La finalina tra Sudafrica e Francia ha fatto vedere cose egregie, con gesti tecnici di tutto rispetto e una qualità di gioco da far invidia a diversi club “senior”. Tra l’inizio sprint della Francia, e la super prestazione degli Springboks nella seconda metà del primo tempo, si è assistito ad una partita molto intensa e combattuta, sia sul piano fisico sia sul piano del gioco, con i transalpini alla disperata ricerca della rimonta.
La finale per il primo posto, che di per sé come ogni finale mondiale ha bisogno di ben poco per diventare spettacolare, ha offerto quello che a detta di molti, dai giornalisti allo stesso coach inglese Walshe, è stato un vero e proprio spot per il rugby mondiale. Già prima della partita, tra la fantastica Haka dei neozelandesi, una delle cose da vedere dal vivo almeno una volta nella vita, al cuore dei supporter inglesi che hanno cantato a squarciagola “God save the Queen”, lo stadio, che finalmente si stava popolando in misura adeguata per un evento del genere, si è iniziato a scaldare.
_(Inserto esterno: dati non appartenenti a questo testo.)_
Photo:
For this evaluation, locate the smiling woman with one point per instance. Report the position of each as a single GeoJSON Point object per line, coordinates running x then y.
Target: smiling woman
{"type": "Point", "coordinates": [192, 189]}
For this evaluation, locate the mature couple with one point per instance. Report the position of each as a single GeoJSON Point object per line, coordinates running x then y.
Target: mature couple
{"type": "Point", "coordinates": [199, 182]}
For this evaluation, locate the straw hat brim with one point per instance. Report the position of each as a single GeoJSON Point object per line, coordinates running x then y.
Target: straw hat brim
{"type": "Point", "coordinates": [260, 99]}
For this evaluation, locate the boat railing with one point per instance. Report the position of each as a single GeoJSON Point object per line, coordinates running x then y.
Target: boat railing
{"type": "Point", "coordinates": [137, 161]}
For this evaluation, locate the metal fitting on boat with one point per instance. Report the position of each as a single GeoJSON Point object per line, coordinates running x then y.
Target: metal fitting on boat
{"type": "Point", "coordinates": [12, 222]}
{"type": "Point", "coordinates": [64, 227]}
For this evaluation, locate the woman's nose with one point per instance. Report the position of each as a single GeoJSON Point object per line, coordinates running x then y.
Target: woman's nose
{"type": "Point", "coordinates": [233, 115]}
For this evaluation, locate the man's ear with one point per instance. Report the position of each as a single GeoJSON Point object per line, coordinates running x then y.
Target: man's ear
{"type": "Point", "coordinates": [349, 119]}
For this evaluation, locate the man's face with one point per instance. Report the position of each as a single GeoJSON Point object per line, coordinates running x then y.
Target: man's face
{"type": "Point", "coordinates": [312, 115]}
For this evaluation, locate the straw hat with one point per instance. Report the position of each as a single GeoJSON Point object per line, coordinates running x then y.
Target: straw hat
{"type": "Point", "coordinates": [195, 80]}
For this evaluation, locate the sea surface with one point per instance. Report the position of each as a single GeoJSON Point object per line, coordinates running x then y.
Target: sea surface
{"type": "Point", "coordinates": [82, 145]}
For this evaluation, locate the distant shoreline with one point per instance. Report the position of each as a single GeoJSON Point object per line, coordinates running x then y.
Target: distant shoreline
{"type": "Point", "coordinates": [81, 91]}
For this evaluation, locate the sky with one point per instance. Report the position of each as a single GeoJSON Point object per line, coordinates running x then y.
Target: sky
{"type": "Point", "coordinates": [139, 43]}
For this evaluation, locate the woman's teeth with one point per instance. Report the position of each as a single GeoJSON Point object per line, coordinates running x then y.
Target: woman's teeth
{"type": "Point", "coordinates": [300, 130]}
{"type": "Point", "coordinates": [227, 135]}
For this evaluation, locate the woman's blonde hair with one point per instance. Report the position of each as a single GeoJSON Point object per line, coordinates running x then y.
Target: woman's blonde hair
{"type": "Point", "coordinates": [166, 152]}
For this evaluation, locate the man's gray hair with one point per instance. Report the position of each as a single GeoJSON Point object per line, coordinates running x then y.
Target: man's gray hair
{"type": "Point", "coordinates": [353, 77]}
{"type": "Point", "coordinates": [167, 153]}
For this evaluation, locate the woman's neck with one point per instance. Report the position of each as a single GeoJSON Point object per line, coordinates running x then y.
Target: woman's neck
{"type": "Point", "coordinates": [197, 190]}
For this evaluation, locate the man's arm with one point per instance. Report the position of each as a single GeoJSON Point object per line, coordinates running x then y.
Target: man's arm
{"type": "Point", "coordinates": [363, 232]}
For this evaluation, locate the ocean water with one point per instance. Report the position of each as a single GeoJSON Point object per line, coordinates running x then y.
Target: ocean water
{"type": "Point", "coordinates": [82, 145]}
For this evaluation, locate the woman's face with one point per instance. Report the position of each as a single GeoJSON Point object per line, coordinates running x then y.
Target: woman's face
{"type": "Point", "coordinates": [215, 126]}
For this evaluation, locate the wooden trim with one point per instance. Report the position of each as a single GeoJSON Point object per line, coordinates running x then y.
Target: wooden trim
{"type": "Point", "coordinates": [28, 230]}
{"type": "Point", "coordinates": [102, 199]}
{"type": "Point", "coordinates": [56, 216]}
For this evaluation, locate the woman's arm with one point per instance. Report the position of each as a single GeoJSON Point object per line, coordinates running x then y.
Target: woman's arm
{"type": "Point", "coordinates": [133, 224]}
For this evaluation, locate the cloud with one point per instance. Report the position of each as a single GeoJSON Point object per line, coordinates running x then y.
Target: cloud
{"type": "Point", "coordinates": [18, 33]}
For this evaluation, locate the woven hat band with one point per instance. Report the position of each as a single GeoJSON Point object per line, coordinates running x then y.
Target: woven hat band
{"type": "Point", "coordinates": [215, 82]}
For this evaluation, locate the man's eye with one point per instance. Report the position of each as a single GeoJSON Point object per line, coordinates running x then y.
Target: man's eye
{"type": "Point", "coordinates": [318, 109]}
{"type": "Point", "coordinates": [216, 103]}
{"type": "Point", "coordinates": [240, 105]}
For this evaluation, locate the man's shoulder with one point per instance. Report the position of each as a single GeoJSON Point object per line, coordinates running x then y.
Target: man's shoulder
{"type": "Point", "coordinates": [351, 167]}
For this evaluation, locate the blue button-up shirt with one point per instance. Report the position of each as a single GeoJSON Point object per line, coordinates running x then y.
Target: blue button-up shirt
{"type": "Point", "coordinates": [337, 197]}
La partita, ancora una volta, ha fatto vedere cosa significhi giocare a rugby a livelli alti, perché in campo il fattore anagrafico è stato tutt’altro che rilevante. Anzi, forse, ha anche aumentato la spettacolarità delle partite con alcune scelte di gioco o con alcuni movimenti “senza cognizione”, fatti con l’avventatezza che non ti puoi permettere da adulto, che hanno infiammato della parola il pubblico. Anche sul piano fisico c’è poco da dire. Molti dei giocatori in campo sono già ben strutturati e formati, nonostante la giovane età.
Il pomeriggio di rugby cremonese è stato qualcosa di veramente molto bello e molto positivo, ma è rimasto un evento di nicchia, per rugbisti e tifosi consolidati. Non si è riusciti a sfruttare l’occasione di avere la crème dela crème del rugby mondiale a livello giovanile per far vedere a famiglie e bambini cosa sia davvero il rugby. Non è stato comunicato a sufficienza, in sede di pubblicizzazione del mondiale, che, nonostante si trattasse di una competizione per atleti al di sotto dei vent’anni, il livello fosse assolutamente alto.
La speranza è che, un giorno, guardare le migliori squadre del mondo e vedere l’Italia protagonista tra queste, per ora ci si deve accontentare di guardare i migliori e cercare di imparare da loro, tanto, frattempo, ci si gode lo spettacolo.